出産した総合病院はとても強く母乳育児を推奨していた。「赤ちゃんが泣いたら授乳してください」「一度の授乳には10分から15分かけましょう」と指導された。テレビも時計もない静かな病室で過ぎる10分はものすごく遅かった。スマートフォンの時計を見て時間を計っていたが、授乳を始めた時間がいつだったかすぐ忘れ、混乱した。夜中、授乳中に寝落ちしてしまった赤ん坊をコットに寝かせ、私も眠る。すぐに泣き声があがり、出産でできた傷が痛む体を起こし、椅子までよろよろ歩いて赤ん坊を抱き上げ、授乳する。眠くて眠くて大きなあくびをしたらあごが少し外れた。

 

赤ん坊はまだ胃が小さいから一度に少ししか飲めない。私も母乳の分泌が追いついていない。そういうわけで、ほとんど休む間もなく授乳を強いられる。でも、病院としては、それを乗り越えれば母乳育児が軌道に乗るのだから、入院中はがんばりなさいということのようだった。ただ、この夜はどうしても赤ん坊が泣きやまず、見かねた助産師さんがミルクを少しだけ作ってもってきてくれた。

 

病棟には「授乳指導室」という部屋があり、たまにそこに呼び出され、理想的な授乳方法(私や赤子の体勢など)ができているかチェックされた。部屋には助産師さんが常駐しており、授乳中にスマートフォンを見たりできるような雰囲気ではなかった。ここで過ごす20分間は恐ろしく長かった。「今のやりかたではちょっとダメですね」というようなことを言われ、赤ん坊の首の持ち方、角度のつけ方なんかを微調整された。しかしそれを再現できず、次に見てもらってもやっぱり「ちょっとまだ惜しいですね」と指導された。

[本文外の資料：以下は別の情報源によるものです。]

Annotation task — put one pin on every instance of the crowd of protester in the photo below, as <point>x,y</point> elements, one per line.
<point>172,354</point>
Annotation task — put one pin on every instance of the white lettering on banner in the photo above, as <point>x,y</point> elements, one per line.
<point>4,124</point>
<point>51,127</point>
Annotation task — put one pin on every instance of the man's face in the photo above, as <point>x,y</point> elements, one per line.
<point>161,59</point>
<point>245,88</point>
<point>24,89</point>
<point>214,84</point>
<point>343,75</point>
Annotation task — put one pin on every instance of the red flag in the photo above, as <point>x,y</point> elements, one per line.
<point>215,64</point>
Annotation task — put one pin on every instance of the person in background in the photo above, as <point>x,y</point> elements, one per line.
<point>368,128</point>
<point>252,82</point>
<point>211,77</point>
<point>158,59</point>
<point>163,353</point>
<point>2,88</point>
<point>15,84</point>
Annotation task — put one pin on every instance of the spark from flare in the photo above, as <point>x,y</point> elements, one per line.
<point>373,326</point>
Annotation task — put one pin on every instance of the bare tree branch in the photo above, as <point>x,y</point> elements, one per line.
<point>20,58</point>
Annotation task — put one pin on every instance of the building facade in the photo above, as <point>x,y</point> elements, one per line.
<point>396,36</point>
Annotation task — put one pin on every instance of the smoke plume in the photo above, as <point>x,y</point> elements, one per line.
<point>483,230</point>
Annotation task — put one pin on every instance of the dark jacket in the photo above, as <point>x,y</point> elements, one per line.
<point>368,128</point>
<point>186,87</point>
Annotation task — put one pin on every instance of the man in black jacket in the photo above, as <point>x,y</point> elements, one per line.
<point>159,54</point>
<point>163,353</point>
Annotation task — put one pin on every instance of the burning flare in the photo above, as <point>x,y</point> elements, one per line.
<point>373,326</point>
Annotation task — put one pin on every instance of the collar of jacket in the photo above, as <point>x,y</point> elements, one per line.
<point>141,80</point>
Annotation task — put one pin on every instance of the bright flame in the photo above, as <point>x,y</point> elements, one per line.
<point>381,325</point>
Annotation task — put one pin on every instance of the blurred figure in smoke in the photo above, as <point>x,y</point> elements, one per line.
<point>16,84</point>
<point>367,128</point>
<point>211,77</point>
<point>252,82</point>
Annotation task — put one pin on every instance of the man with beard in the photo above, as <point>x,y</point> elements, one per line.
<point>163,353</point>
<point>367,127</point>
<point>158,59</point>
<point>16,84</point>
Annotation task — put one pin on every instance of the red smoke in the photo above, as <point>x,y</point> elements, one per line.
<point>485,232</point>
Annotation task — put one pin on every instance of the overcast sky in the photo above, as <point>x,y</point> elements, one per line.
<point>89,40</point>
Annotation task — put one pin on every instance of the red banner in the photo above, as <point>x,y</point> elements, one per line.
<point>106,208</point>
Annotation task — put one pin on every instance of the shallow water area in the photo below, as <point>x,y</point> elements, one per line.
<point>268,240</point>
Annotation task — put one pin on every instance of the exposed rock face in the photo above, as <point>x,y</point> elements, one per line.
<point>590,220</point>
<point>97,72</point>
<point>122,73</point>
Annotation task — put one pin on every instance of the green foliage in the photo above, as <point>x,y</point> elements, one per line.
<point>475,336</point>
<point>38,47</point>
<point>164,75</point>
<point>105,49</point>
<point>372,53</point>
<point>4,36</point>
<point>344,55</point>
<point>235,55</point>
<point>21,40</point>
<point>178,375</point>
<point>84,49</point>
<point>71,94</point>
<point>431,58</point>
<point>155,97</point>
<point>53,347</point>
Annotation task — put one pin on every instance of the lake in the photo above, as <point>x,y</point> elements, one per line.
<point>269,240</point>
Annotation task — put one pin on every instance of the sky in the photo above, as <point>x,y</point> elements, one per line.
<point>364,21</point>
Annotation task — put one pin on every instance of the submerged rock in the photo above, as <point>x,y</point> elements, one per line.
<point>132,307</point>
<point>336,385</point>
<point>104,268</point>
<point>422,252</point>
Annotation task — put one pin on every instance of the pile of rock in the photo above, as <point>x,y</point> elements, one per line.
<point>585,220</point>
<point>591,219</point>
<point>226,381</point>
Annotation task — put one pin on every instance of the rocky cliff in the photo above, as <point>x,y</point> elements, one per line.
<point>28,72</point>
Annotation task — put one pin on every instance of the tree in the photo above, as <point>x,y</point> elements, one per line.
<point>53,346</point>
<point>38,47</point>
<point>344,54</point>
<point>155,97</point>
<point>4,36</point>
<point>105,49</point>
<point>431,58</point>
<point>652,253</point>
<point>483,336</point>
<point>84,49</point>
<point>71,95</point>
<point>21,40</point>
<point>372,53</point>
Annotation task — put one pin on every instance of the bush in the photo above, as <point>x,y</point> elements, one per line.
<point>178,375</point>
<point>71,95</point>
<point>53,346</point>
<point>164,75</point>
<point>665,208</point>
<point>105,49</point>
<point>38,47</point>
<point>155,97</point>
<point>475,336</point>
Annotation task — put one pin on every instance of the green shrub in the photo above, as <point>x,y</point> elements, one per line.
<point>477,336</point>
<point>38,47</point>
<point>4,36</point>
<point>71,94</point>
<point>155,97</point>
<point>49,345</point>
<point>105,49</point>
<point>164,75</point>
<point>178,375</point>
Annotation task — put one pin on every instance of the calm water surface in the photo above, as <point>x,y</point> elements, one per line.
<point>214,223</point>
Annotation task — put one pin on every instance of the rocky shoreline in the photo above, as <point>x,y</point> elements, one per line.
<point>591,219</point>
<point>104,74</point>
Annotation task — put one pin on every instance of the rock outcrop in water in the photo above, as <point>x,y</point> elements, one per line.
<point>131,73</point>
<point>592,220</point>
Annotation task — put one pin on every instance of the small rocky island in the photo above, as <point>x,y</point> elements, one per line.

ちなみに入室時、部屋に他のお母さんがいたときのあいさつは「お疲れさまです」だった。 

 

今思えば、私は入院中、「授乳」という行為の目的をはき違えていたように思う。赤ちゃんのおなかを満たすためにすることのはずなのに、いつのまにか「助産師さんたちに怒られないようにがんばっている感じを出す」が私の行動原理になっていった。指導を受けるうちに、この入院は部活の合宿で、助産師さんたちは怖い顧問とか先輩のように思えてきたのだ。なんとなく、私は助産師さんたちに嫌われやすいのではないかと思い、呼ばれてもいないのにわざわざ授乳指導室まで行って授乳するなど、今思えば何の意味もない、「がんばっているアピール」をしていた。